1. Du 22 au 24 septembre derniers s’est tenue à Paris la trente-huitième Rencontre internationale de prière pour la paix, organisée par la Communauté de Sant’Egidio. Le Pape François a tenu à adresser un message aux participants. Et ce fut pour lui l’occasion d’insister encore – à une troisième reprise – sur cette idée scandaleuse et fausse de la valeur salvifique de toutes les religions.
2. Le Pape donne citation du Document signé (par lui-même, de concert avec le grand Imam Ahmad Al-Tayyeb) à Abou Dabi, le 4 février 2019, sur « La fraternité humaine pour la paix mondiale et la coexistence commune ». Le souhait principalement exprimé dans ce texte est que les religions n’incitent pas à la haine. Les sentiments de haine sont en effet présentés comme des déviations, dont se rendent responsables les adeptes de toute religion à partir du moment où « ils ont abusé – à certaines phases de l’histoire – de l’influence du sentiment religieux sur les cœurs des hommes ». La religion devrait-elle donc se définir comme l’expression d’un sentiment religieux ?…

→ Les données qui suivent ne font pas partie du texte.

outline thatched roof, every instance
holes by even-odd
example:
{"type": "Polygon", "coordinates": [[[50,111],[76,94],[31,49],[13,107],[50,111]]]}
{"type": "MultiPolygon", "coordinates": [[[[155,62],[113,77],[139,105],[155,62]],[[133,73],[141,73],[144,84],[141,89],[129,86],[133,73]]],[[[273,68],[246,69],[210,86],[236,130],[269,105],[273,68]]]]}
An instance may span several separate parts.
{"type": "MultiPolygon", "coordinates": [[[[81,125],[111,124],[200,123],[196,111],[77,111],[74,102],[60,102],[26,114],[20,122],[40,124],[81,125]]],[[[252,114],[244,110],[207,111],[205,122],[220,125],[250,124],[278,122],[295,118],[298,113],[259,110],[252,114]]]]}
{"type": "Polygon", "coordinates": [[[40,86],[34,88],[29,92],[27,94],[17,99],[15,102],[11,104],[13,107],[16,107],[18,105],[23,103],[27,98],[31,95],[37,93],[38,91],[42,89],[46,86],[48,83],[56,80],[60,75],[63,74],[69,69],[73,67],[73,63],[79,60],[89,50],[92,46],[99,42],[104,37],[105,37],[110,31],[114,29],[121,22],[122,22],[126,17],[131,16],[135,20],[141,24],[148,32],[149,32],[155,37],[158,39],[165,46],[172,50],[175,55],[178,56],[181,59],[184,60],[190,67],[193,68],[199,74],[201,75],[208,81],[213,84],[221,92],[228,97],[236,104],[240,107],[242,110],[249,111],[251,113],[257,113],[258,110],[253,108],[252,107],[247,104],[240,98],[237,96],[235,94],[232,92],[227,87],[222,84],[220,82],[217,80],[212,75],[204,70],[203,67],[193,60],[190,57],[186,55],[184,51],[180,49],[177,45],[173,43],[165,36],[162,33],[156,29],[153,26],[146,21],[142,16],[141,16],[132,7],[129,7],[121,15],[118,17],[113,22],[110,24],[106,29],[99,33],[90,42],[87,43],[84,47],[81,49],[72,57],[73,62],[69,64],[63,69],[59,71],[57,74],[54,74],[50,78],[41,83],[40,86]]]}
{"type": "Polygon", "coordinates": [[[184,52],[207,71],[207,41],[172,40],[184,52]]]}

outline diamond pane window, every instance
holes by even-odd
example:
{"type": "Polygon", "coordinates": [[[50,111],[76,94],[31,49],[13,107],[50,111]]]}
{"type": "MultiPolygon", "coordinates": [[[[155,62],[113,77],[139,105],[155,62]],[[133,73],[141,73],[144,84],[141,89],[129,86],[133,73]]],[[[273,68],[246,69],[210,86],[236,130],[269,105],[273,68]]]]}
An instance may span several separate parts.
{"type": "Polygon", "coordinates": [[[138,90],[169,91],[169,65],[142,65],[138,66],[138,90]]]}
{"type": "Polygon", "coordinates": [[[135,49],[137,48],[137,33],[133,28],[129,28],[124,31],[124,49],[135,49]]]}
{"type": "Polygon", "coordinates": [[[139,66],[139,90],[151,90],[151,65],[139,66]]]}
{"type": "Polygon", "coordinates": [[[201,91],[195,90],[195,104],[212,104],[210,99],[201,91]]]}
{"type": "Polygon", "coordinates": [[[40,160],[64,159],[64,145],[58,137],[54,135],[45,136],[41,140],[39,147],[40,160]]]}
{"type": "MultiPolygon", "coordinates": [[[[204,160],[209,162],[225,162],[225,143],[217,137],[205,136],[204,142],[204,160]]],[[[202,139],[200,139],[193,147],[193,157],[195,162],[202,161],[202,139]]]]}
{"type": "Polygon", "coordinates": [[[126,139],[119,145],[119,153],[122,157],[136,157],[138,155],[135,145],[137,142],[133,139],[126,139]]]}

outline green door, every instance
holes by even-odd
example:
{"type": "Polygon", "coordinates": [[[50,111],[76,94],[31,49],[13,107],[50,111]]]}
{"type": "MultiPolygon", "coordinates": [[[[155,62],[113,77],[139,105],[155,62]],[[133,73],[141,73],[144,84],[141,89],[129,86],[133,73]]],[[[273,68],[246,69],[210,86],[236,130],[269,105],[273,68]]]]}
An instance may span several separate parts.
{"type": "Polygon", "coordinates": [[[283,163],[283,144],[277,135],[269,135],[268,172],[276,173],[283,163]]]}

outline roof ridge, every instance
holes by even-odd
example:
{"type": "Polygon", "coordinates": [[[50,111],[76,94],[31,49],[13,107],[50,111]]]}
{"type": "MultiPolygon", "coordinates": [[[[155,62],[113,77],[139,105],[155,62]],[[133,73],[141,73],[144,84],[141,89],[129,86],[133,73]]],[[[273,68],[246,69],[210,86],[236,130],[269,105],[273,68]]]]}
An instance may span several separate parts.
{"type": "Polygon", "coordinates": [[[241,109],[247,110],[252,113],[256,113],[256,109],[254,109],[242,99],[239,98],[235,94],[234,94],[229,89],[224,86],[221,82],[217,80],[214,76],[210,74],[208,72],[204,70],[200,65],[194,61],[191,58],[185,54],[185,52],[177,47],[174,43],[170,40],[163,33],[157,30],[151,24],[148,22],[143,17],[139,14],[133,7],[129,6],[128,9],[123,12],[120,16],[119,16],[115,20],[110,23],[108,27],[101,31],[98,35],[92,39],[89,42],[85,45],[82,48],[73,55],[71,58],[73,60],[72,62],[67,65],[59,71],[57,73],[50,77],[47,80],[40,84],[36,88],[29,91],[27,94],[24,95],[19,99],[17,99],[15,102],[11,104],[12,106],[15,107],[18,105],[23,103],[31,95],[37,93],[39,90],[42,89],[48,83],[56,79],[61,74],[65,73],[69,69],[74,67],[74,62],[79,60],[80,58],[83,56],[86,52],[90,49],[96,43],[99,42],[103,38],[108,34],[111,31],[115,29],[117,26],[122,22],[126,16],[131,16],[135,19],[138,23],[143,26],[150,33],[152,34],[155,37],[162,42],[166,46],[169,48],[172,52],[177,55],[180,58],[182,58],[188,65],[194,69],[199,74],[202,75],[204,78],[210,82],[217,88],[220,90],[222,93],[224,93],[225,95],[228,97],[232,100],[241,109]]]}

3. Plus loin, le Pape encourage les participants à cette rencontre à « se laisser guider par l’inspiration divine qui habite toute foi », et ce « pour imaginer ensemble la paix entre tous les peuples ». Nous retrouvons ici l’idée maîtresse déjà exprimée par le Pape, lors de son dialogue avec les jeunes de Singapour le 13 septembre dernier[1], et dans le message vidéo adressé au groupe œcuménique réuni à Tirana, en Italie, le 17 septembre[2]. Cette idée est que toute religion est voulue par Dieu et conduit à Dieu. Comment pourrait-il en être autrement, en effet, dès lors que toute foi, toute croyance de toute religion, est habitée par l’inspiration divine ?
4. Et qu’est-ce au juste que « l’inspiration divine » ? La toute première intervention de Dieu auprès des hommes est celle de sa Révélation. Et la Révélation est l’action surnaturelle par laquelle Dieu enseigne aux hommes les vérités, surnaturelles (comme les mystères de foi) et même naturelles (comme l’existence d’un Créateur, auteur et fin de toutes choses ou l’immortalité de l’âme humaine) dont la connaissance est indispensable au salut[3]. L’inspiration divine prend concrètement la forme d’une science infuse départie aux Prophètes de l’Ancien Testament, à la sainte Humanité du Christ et aux Apôtres du Nouveau Testament, pour que ceux-ci puissent prêcher, instruire et enseigner les autres hommes en leur indiquant l’objet intelligible de leur croyance. La foi se définit alors comme l’adhésion de l’intelligence à ces vérités, pour le motif de l’autorité de Dieu qui les révèle. L’inspiration divine, s’il en est une, n’habite donc que la seule et unique vraie foi, la foi catholique, c’est-à-dire la foi par laquelle l’intelligence se soumet à la vraie Révélation de l’unique vrai Dieu, celle qui est au fondement de la religion catholique à l’exclusion des autres religions.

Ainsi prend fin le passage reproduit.